Sunday, July 21, 2013
The church of the week is a guest church, not from Durham, but from Wilton, NC. I just couldn't resist it, so white and red and graphic against the side of a small country highway in a town with just one intersection. I have no idea if it still in business, but there it sits.
Turns out that the town of Ridgeway, in Warren County, just a smidge before Norlina and the Virginia border, used to be a major producer of cantaloupes. The Waldorf-Astoria used to serve Ridgeway cantaloupes in its dining room. Well, I think Florida may have outpaced us--all the farm fields that I saw were growing tobacco and soybeans--but the Cantaloupe Festival lives on.

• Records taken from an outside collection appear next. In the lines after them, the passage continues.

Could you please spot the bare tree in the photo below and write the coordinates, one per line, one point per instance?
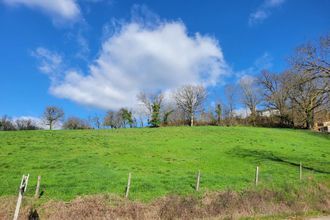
(309, 97)
(153, 104)
(310, 81)
(26, 124)
(190, 99)
(231, 98)
(218, 112)
(6, 124)
(52, 115)
(275, 89)
(113, 119)
(250, 95)
(75, 123)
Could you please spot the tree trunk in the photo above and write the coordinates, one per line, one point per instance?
(309, 120)
(50, 125)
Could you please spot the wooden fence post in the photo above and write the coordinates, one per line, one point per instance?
(38, 187)
(198, 180)
(22, 189)
(257, 175)
(128, 185)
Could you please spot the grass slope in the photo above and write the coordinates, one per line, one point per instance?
(162, 161)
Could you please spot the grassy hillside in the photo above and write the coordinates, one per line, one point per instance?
(162, 161)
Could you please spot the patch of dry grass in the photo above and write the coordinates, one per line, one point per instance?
(213, 205)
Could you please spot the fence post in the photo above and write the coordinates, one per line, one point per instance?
(197, 180)
(128, 185)
(38, 187)
(22, 189)
(257, 175)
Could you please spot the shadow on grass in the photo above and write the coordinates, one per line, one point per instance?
(318, 134)
(268, 155)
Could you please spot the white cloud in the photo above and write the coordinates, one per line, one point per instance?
(39, 122)
(50, 62)
(264, 11)
(242, 112)
(59, 10)
(261, 63)
(139, 57)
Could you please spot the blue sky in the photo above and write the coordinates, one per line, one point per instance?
(92, 55)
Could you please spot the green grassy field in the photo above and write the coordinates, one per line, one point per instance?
(162, 161)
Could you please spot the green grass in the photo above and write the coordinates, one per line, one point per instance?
(162, 161)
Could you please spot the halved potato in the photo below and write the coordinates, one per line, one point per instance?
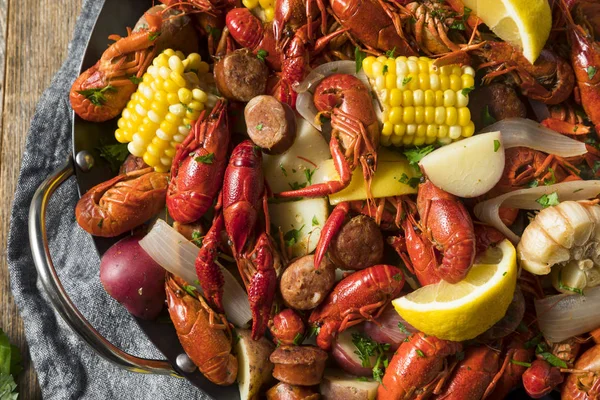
(293, 168)
(301, 222)
(391, 179)
(254, 366)
(467, 168)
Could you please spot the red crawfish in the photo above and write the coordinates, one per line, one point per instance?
(355, 135)
(446, 227)
(205, 335)
(199, 166)
(360, 296)
(416, 367)
(101, 92)
(122, 203)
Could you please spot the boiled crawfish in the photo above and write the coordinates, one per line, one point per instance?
(446, 227)
(122, 203)
(101, 92)
(199, 166)
(361, 296)
(205, 335)
(416, 367)
(355, 136)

Parking in a hayfield was only a dollar, but I guess we didn't have to pay because we got there about an hour before the festival was over. The first thing we saw was a rock band (well, four guys with electric guitars and a fifth guy singing) on a stage playing Lynyrd Skynyrd songs. The singer used a music stand to sing from a book of "classic rock" songs. A sparse crowd under an awning fanned themselves and relaxed in the 95 degree weather. At the firehouse next door they served Brunswick stew, and the field was full of tables and tents and foodtrucks (mostly shaved ice and funnel cakes). Some inflated kids games were on one side, and a stoic teenager drove kids around the entire thing in a sort of train.

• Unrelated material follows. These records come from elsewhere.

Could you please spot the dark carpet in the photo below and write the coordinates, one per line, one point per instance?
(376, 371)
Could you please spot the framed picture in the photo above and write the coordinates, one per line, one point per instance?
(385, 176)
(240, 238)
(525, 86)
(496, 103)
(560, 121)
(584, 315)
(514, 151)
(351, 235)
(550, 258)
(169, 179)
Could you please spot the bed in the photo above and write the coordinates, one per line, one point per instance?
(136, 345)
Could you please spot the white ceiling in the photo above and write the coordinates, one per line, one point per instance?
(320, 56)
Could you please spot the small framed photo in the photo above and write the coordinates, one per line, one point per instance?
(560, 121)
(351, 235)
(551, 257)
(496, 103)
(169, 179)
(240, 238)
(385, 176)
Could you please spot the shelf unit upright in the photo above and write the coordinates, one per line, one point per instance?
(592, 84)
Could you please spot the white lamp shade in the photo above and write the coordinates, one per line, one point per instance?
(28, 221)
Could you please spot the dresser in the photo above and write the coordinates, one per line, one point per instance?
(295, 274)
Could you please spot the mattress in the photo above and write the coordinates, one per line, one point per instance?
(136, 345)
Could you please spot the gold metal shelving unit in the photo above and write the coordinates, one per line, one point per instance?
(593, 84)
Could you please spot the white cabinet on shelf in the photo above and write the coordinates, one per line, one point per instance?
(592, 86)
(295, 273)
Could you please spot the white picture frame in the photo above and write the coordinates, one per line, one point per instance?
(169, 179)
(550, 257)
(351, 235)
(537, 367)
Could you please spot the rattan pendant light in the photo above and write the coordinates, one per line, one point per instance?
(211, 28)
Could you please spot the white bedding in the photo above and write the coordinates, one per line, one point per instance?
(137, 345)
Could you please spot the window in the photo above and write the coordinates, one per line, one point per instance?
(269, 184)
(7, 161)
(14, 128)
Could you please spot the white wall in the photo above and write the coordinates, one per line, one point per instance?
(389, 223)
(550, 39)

At the opposite end of the small fair, a bluegrass band played, with a wider variety of instruments and talent. And next to them was the most wonderful part of the whole fair--the homemade cantaloupe sherbet! For only $3 it was heaven and a brain freeze. But such a delicious one! I would go back next year just for that.
The most interesting table was manned by a wizened old man whose self-proclaimed "hobby" is to study rare and unique apple varieties. I was just mesmerized by the way he displayed them, beautifully organized on a white board with their names written below each.
After we left the Cantaloupe Festival, C and I wandered around Warren County. We saw the county seat of Warrenton, full of abandoned old mansions with historical markers and none to keep them up. Some were so haunted looking. The courthouse was very beautiful. The town was so sleepy, but we did run into a local who advised us to drive out toward Inez, where some old plantation houses still exist. We did so, and saw Cherry Hill, and others, in passing.
And that is why we love to explore. Because you never know what you are going to find down the blue highways, the two-lane little byroads of North Carolina.